ACISD Superintendent Dr. Joshua Garcia spoke in support of the effort, calling it an “expansion of opportunities”.

A woman who works alongside Keas, said she worked as a probation officer in Aransas County in the past.

“I know there are needs,” she said.

Emily Martinez with the Coastal Bend Council of Governments said the new workforce center will help diversify employment options.

A man who moved to Rockport from Rockwall County, talked about the similarities between the two counties.

“I want to compliment (local) leaders for keeping up with infrastructure growth for the expected growth in the future,” he said. “Education and business growth is just as important of an issue as all the other infrastructure.

“Those (in Rockwall County) who griped about (rising) taxes used to provide infrastructure, are now griping about the lack of infrastructure.”
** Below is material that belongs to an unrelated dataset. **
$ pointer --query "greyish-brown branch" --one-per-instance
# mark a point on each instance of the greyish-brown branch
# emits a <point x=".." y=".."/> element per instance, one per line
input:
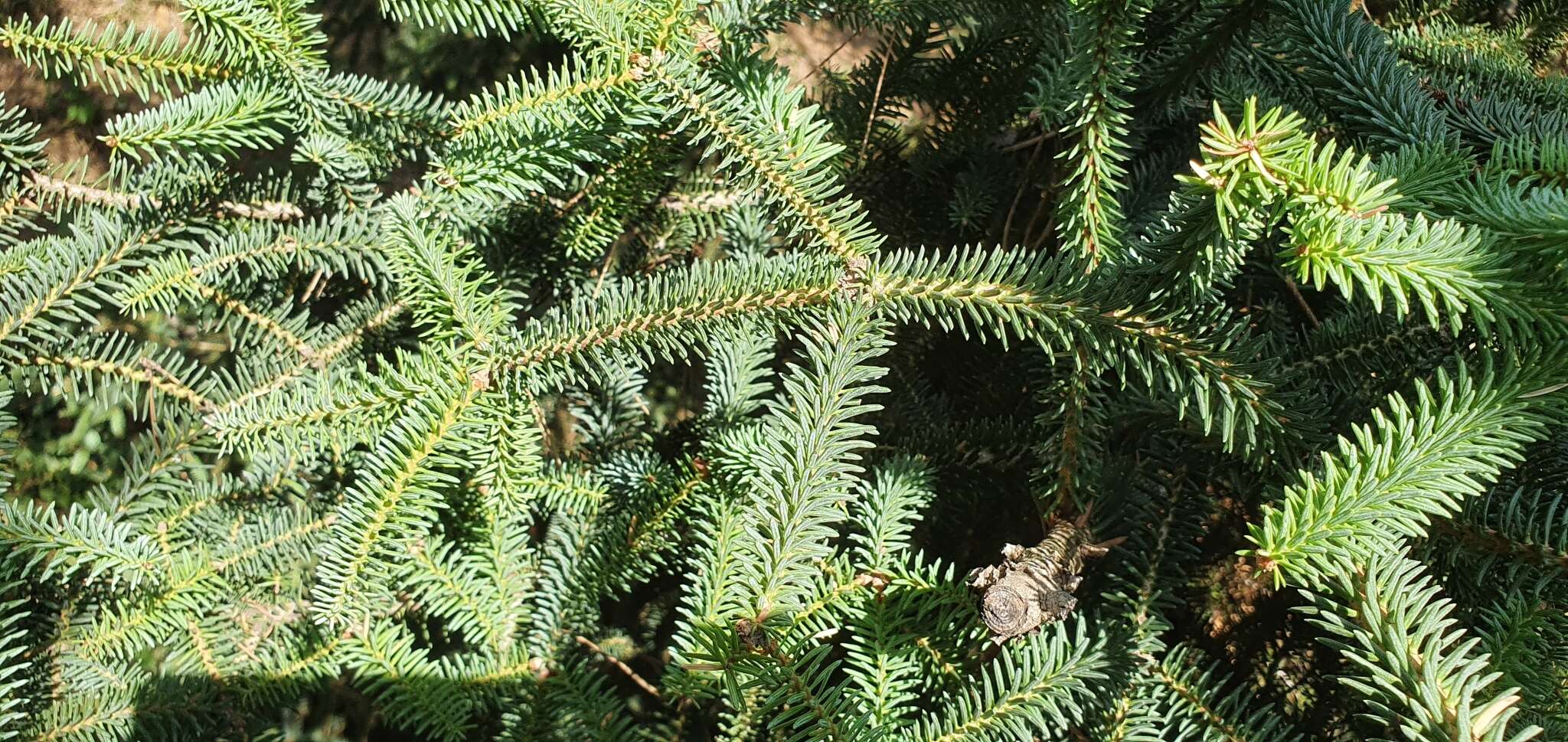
<point x="1034" y="587"/>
John Jackson urged commissioners to accept the grant and move forward with a unanimous vote, noting their action would “set in motion what so many people now, and in the future, will benefit from … a chance to be trained and educated right here in Rockport”.

He noted the community is “strongly in favor” of the workforce development and entrepreneurship center.
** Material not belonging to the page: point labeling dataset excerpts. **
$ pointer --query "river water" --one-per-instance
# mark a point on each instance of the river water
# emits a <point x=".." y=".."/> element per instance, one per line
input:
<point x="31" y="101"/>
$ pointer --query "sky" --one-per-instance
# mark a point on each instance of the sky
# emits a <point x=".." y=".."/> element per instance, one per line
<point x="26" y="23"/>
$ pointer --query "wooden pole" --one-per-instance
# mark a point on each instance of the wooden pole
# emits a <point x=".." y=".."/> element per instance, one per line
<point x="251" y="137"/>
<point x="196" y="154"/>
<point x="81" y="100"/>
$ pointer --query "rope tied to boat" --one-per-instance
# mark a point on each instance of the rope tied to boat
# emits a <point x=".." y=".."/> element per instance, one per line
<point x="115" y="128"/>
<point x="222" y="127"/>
“What kind of signal would we be sending if we turn down a $1.7 million grant that so many have supported?” he asked.

He talked about the 25 donors who stepped up and committed $438,000 in cash and in-kind services in just two weeks for the 100% match, and the current owner of Little Bay Primary who paid for the required environmental study.

“The list goes on,” he said, referring to many individuals, organizations, and government entities solidly behind the project.

“The county’s primary role is limited to that of a landlord. The Del Mar MOU approved by this court months ago clearly spells that out. Let’s unite this county on this Workforce Development Center Grant again, once and for all, by a unanimous vote today.”

Rutledge said she read the entire grant package and the EDA requires oversight (as a requirement for the grant) and the county will have to pay back the $1.7 million if it doesn’t work out.

“Aransas County’s population isn’t large enough to sustain this,” she said.

Rutledge also said the workforce center will focus on arts and dual credit, which has its offices at RFHS.

She said Del Mar will have a $500,000 shortfall in year three of operations, and increase after that.

She also said the county will end up selling the property to pay back the $1.7 million grant, or give it to Del Mar and join the college’s taxing district.

She also noted the whole thing will be managed by the EDC and the Chamber.

“I’m not sure the benefit outweighs the potential of (being dragged into a college taxing district),” said Rutledge.

Kane said the county shouldn’t spend $30,000 to continue the option on the building.

“It has been empty for years with little interest. Don’t throw away any more of the taxpayers’ money. If it is meant to be, the building will be available if and when it is needed,” she said.

Kane said she is  100% supportive of offering non-college bound students and residents options to learn a trade, and applauded the county for going out and asking for all the money it could get after Hurricane Harvey.

“But I question the wisdom of this one,” she said. “How will we sustain this venture? ... What happens to the building? Will it just be empty in three to four years? What happens to the grant money if this venture with Del Mar fails? How will it be paid back?

“It is wonderful we received this grant, but you have to ask if this is the gift that keeps on taking.”